Thursday, 15 August 2019

START OF SCHOOL 2019

In Scotland, school starts mid-August (and there is a week's holiday in October which was traditionally for the tattle-howking).

The big news is that wee Ellie starts school which means the family have now moved out of the baby-toddler-pre-school phase; all 4 are now at school.   No time to celebrate but we just enjoy the photos!


Ellie (4.5 years) starts Primary 1, Har (6 years) starts Primary 2, Alastair (11.75 years) now dressed in jacket and tie starts first year at Secondary School and Ishie (12.75 years) goes into her 2nd year in Secondary School, both at Bearsden Academy  (at the local school).


* * * * * * AND FROM THE ARCHIVES * * * * * * * * * 


Alastair and Mairi heading off to Secondary School when they were in their mid-teens.



Alastair, aged about 6, on his first day at school about 1981.


Ishbel in Primary 1.







Thursday, 4 July 2019

IKEA SAVES A WET SATURDAY

School finished last week.  It's all change for Mairi's family.  Focusing on the 2 youngest: Ellie (4) is finished Nursery and starts school in August.  Harriet (6) goes into Primary 2.

They have been here off and on during the past week.  Here is collection of photos.


Ellie, our fashion diva.   I said to Ellie "Ishbel always says  'Life's boring'... and Alastair always says 'Life's boring' ... and Harriet  always says 'Life's boring' but you never do.  What do you say instead?"      Answer:    "Life's AMAZING!"  

The 2 girls with their choc ices in the garden.

Harriet is a real helper.  She loves to Lend a Hand, is a very 'together' sort of person.

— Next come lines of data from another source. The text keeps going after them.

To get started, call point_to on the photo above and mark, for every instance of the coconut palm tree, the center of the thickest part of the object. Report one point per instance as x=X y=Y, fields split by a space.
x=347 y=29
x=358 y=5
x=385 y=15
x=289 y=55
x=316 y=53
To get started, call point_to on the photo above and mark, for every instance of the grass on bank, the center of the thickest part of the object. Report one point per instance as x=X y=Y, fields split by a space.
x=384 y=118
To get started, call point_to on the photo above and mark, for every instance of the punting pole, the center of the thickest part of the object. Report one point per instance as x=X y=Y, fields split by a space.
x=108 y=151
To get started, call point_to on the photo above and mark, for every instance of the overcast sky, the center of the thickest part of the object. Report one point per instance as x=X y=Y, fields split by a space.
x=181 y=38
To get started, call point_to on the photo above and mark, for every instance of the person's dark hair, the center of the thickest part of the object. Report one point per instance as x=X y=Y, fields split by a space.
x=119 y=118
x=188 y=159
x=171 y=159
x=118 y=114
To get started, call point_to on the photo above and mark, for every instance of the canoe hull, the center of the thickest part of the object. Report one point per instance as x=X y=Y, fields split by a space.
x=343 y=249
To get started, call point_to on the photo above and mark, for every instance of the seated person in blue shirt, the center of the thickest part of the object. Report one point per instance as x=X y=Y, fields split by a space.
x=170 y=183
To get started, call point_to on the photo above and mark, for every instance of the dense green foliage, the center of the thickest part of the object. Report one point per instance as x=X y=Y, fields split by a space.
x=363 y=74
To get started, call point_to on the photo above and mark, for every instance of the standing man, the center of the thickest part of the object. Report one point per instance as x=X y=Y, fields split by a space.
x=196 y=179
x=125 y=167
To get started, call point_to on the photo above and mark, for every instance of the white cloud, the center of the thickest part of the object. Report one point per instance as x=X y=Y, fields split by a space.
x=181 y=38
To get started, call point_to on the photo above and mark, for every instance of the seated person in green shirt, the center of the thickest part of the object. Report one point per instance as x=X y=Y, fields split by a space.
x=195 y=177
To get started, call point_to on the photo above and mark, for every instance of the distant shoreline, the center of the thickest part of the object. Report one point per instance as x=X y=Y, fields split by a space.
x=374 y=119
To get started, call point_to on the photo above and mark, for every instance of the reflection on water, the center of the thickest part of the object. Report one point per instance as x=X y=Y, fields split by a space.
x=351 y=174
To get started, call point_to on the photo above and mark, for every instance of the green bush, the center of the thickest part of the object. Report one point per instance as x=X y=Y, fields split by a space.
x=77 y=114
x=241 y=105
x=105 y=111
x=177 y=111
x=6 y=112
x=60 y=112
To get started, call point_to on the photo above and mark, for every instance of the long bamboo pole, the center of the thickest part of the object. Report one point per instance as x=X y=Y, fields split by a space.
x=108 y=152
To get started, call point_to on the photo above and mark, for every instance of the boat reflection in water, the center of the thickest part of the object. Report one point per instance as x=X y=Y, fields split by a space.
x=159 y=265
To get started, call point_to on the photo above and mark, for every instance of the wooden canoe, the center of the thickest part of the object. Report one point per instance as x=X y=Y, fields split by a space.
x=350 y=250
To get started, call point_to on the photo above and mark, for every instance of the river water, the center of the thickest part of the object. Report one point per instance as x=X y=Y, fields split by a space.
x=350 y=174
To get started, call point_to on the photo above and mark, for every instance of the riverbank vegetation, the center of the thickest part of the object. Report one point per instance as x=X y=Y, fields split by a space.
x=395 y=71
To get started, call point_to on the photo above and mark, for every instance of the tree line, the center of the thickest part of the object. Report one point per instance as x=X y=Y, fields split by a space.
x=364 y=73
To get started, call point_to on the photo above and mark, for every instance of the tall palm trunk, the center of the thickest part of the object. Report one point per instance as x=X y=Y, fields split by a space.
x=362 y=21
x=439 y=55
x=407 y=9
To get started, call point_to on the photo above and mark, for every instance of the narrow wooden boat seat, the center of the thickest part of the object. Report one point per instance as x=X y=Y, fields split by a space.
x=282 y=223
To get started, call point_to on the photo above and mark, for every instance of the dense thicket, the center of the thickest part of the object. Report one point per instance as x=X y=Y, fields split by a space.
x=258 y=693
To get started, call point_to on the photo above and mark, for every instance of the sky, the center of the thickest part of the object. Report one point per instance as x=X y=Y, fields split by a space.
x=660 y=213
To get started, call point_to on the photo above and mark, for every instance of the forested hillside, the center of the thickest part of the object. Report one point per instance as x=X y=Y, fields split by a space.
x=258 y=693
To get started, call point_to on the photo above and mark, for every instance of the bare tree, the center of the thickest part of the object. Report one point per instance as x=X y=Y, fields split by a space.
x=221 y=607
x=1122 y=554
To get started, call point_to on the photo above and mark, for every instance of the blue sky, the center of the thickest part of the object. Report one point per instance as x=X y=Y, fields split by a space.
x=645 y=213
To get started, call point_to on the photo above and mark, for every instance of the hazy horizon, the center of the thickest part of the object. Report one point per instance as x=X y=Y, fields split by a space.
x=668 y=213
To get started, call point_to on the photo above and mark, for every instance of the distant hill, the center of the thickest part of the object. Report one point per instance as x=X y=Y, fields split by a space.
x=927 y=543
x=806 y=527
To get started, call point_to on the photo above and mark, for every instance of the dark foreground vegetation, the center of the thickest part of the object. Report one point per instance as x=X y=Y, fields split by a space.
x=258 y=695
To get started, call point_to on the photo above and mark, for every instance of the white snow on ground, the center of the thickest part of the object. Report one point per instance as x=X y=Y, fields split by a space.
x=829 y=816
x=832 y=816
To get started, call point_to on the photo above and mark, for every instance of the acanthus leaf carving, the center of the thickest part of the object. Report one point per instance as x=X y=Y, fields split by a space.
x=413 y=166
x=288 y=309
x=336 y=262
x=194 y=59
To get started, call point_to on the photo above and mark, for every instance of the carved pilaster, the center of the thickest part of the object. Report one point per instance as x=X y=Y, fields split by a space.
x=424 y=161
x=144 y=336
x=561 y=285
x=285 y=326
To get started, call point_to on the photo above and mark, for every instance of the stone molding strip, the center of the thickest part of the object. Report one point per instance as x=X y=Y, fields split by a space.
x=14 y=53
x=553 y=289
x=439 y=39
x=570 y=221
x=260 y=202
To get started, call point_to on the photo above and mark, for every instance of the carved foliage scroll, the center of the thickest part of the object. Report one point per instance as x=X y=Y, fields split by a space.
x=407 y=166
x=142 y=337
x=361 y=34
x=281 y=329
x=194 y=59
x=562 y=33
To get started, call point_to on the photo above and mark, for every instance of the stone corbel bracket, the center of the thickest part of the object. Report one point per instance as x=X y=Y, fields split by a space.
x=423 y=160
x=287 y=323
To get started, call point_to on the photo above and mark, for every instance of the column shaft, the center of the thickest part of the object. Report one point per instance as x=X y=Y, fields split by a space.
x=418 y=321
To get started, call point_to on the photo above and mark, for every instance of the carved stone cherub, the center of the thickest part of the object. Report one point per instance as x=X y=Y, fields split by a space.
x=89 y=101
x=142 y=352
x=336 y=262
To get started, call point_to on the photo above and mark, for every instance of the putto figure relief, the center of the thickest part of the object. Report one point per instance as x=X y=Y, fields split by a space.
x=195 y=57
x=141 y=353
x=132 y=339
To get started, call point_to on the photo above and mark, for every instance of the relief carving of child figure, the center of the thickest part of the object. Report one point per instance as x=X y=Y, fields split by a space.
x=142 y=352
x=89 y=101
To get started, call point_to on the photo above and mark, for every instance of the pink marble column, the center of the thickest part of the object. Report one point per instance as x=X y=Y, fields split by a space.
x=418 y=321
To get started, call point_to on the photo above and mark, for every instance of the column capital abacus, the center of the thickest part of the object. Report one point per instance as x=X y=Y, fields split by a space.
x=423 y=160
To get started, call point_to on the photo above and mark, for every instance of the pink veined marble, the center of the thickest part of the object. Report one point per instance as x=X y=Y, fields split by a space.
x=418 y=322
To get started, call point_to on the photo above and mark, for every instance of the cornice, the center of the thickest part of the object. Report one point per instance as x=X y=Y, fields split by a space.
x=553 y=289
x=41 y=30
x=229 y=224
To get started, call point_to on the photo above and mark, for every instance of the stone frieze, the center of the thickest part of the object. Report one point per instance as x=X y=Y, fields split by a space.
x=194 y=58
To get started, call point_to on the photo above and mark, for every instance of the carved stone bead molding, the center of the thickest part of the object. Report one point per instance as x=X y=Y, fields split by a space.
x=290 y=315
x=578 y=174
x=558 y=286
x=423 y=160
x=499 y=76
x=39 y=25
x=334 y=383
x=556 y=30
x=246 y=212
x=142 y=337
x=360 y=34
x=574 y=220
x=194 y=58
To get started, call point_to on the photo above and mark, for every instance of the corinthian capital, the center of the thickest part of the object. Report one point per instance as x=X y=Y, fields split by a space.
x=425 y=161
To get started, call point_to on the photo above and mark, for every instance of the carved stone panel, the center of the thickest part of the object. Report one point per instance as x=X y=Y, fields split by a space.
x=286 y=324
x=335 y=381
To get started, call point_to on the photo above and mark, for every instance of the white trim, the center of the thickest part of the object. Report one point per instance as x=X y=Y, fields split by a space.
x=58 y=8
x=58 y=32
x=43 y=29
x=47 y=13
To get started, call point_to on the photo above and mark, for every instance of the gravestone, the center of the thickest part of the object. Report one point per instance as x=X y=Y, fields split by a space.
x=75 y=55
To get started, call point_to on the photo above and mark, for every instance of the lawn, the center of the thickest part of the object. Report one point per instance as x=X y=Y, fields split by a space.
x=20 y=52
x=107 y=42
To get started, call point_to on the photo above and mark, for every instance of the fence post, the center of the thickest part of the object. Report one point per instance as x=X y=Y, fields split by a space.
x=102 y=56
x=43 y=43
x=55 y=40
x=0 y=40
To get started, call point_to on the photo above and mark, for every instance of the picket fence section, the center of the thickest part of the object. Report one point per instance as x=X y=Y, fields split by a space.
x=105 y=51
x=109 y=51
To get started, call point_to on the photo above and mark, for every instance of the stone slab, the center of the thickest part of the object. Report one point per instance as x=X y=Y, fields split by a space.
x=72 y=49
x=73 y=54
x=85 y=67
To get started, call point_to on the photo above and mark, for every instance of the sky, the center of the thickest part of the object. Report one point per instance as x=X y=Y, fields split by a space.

* * * * * IKEA CONQUERED * * * * * 


Knowing that I was to have the 2 of them for a Saturday afternoon which was forecast to be wet I made a bold decision.

Having recently successfully mastered on-line banking and installed some new software for my upgraded (Mac) computer I felt ready to 'graduate' to erecting an Ikea flatpack.

I headed off to our big Glasgow store at Braehead and selected a bookshelf.  Knowing how Harriet loves to erect Lego and having given her a set of Allen keys some time ago,  I reckoned I could buy myself 2 whole hours of absorbed activity.

And I was right! As predicted it was a wet Saturday so with the 2 of them doing the necessary (with me 'supervising' in the nearby chair drinking tea) we managed to get all the bits in the right place with nothing left over.